Civil Society Groups In Ghana Urge Government To Pass Int’ Criminal Court Bill Into Law

By Akosua Afriyie
General News Civil Society Groups In Ghana Urge Government To Pass Int’ Criminal Court Bill Into Law

More than 65 civil society organizations working on human rights in Ghana have urged the government to pass the International Criminal Court Bill 2016 into law to give effect to the implementation of the Rome Statute of the International Criminal Court (ICC).

Ghana ratified the Rome Statute in 1999, the treaty that established the court, ICC, in the Hague, Netherlands, and drafted the Ghana International Criminal Court Bill in 2016 but are yet to pass the Bill into law to domesticate the Rome Statute, 19 years after ratifying it.

The civil society groups made the call in a communiqué they issued after attending a 3-day CSOs strategic workshop in Accra to draw up an implementation plan and an action strategy for the implementation of the recommendations the UN Human Rights Council made to Ghana during the third review of Ghana’s human rights record under the United Nations Universal Periodic Review (UPR) mechanism in November 2017.

During the third UPR review in 2017, Latvia and Estonia recommended to Ghana, which Ghana accepted, to domesticate the Rome Statute. This followed similar recommendations made to Ghana in 2012 when Ghana’s human rights record came up for review at the United Nations Human Rights Council.

Research and education think tank, Africa Center for International Law and Accountability (ACILA) had also urged the Akufo-Addo administration to prioritize the passage of the International Criminal Court Bill after filing a submission to the United Nations Human Rights Council in March 2017 prior to Ghana’s appearance at the Human Rights Council in November 2017.

In a statement, ACILA executive director, Mr. William Nyarko had explained when passed into law, Ghana’s ICC law will provide the legal framework for the courts in Ghana to prosecute persons who commit crimes tried by the ICC as well as enable the ICC to prosecute cases that Ghanaian courts are unable to prosecute.

The call by the CSOs is the latest push by CSOs advocating passage of the ICC Bill.

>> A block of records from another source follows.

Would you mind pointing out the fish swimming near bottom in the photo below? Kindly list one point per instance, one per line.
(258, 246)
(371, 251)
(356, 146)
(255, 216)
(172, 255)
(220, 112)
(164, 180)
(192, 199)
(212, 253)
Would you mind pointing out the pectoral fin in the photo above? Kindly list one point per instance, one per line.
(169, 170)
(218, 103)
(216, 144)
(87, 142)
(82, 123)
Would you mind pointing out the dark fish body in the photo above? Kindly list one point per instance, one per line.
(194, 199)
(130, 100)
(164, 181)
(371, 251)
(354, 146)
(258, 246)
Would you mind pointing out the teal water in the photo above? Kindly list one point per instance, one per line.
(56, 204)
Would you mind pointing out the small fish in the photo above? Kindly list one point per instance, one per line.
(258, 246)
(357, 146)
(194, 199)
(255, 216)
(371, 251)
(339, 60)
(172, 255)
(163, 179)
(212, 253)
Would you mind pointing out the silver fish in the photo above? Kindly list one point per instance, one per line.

The communiqué, which was signed by Mr. Jonathan Osei Owusu, Convener of UPR CSOs in Ghana and Executive Director of the POS Foundation, also called on government to set up an Independent Police Complaint Commission (IPCC) in order to ensure professionalism in the police service; improveaccess to justice; abolish the death penalty; introduce an alternative sentencing Policy [Non-Custodial Sentencing Law] while improving detention conditions and pass the Right To Information (RTI) Bill into law and implement it, among other things. Below is the full statement by the CSOs.

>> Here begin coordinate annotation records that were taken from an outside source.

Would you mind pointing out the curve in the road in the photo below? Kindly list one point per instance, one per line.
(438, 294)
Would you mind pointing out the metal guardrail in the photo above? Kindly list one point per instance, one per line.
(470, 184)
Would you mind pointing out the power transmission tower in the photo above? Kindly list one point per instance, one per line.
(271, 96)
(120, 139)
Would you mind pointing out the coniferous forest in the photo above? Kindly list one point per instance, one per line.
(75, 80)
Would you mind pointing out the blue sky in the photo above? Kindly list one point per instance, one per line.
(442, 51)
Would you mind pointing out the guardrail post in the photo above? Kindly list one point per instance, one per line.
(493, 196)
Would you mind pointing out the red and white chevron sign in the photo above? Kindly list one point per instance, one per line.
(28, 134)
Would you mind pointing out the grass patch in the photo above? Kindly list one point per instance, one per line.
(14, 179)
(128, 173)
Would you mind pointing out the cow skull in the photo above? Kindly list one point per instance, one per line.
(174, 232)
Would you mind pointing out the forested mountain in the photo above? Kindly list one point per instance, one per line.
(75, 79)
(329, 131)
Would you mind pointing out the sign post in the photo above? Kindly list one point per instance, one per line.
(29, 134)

After a 3-day CSOs strategic workshop, Civil Society in Ghana have commended and congratulated the government of Ghana for accepting 214 recommendations and noting 27 out of the 241 recommendations made by the recommending States during the 3rd review of Ghana’s human rights record which took place in November 2017 at the UN Headquarters in Geneva, Switzerland. Civil Society have, however, admonished the Government of Ghana to refrain from the attitudinal cycle of accepting a lot of recommendations but paying very little or no attention to implementation as was the case with the first and second reviews. So far, Ghana’s human rights record has been reviewed three times by the United Nations Human Rights Council under the Universal Periodic Review (UPR) mechanism.

After the first review which was done in May 2008, 56 recommendations were received and after the second review in October 2012, 150 recommendations were received, making a total of 206 recommendations received. Out of these, Ghana accepted 167 recommendations and Noted 39 recommendations; unfortunately very few of these saw effective implementation.

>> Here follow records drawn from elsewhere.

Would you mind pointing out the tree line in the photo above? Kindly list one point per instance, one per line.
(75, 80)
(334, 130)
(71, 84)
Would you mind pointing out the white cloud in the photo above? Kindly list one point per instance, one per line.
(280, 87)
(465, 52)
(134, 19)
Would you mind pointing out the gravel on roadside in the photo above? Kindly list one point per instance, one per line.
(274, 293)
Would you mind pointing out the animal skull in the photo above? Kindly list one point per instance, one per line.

The UPR mechanism encourages the active involvement of civil society in the implementation of UPR recommendations. The success of Civil Society Organisations’ (CSO) engagement in the UPR ultimately depends on their ability to monitor and support the implementation of the UPR outcomes in cooperation with the Government of Ghana and other stakeholders.

Ghanaian human rights-based civil society representatives (see annex 1) met at a workshop for three days to develop a CSO action strategy and a suggested implementation plan. The workshop, which was organised by the POS Foundation (Secretariat of the Ghana Human Rights NGO’s Forum), and UPR Info Africa Kenya, was funded by the Danish International Development Agency (DANIDA) and UPR Info.

At the conclusion of the three-day workshop, and based on the analysis of all the recommendations received by Ghana in the third cycle, participating Civil Society Organisations (CSOs) have agreed to advocate for and urge Ghana to prioritise the following:

  • Set up an Independent Police Complaint Commission (IPCC) in order to ensure professionalism in the police service, among other things, the improvement of access to justice
  • Abolish the death penalty
  • Introduce and alternative sentencing Policy [Non Custodial Sentencing Law] while improving detention conditions
  • Pass the Right To Information (RTI) Bill into law and implement it
  • Fully implement the National Anti-Corruption Action Plan (NACAP)
  • Using Transparency International's Corruption Perception Index 2017 score as a baseline, reduce corruption and improve Ghana's score to 50 percentage points by 2022
  • Ratify all the conventions of the International Labour Office (ILO) to which it is a signatory, including C183 - Maternity Protection Convention, 2000 (No. 183) and domesticate the conventions with domestic legislation
  • Pass the Legislative Instrument (LI) on the Mental Health Act, 2012 (Act 846) to ensure its effective implementation and the adoption of adolescent sexual health policy
  • Ensure a financially sustainable National Health Insurance Scheme (NHIS) that can cover immunization and mental health costs
  • Pass the Affirmative Action Bill into law
  • Develop and enforce a juvenile justice system in line with the recommendations made by the Constitution Review Commission
  • End Female Genital Mutilation (FGM) in Ghana and bring perpetrators to justice
  • Eliminate all forms of inhumane and discriminatory cultural practices prohibited by the 1992 Constitution
  • Educate and sensitise society on the rights of all persons including LGBTI people to Equal Protection of the law and Non-Discrimination
  • Provide adequate resources for human trafficking shelters and ensure victims of human trafficking are provided with psychological services and are rehabilitated
  • Amend The Persons with Disability Act, 2006 (Act 715) in accordance with the United Nations Convention on the Rights of Persons with Disability and implement a national employment equity policy to effectuate the law
  • Pass the Ghana International Criminal Court Bill 2016 into law to give effect to the implementation of the Rome Statute of the International Criminal Court (ICC) in Ghana
  • Formalise and institutionalise small-scale mining with the requisite rules and regulations by 2019 with focus on human rights
  • Eradicate child labour in the mining sector
  • Integrate Human Rights into the implementation of the Sustainable Development Goals (SDGs) and develop a joint multi-stakeholder framework with actors from state and non-state organizations to track the implementation of the SDGs and Human Rights

With this Declaration, the signatories commit to continue working on and supporting the Government in the implementation of UPR recommendations throughout the third UPR cycle, together with all relevant stakeholders, and to meet regularly to provide updates on the status of their UPR activities. This is to ensure that the repetitive nature of recommendations resurfacing at every UPR cycle is brought to the barest minimum whilst upholding the rights of Ghanaians.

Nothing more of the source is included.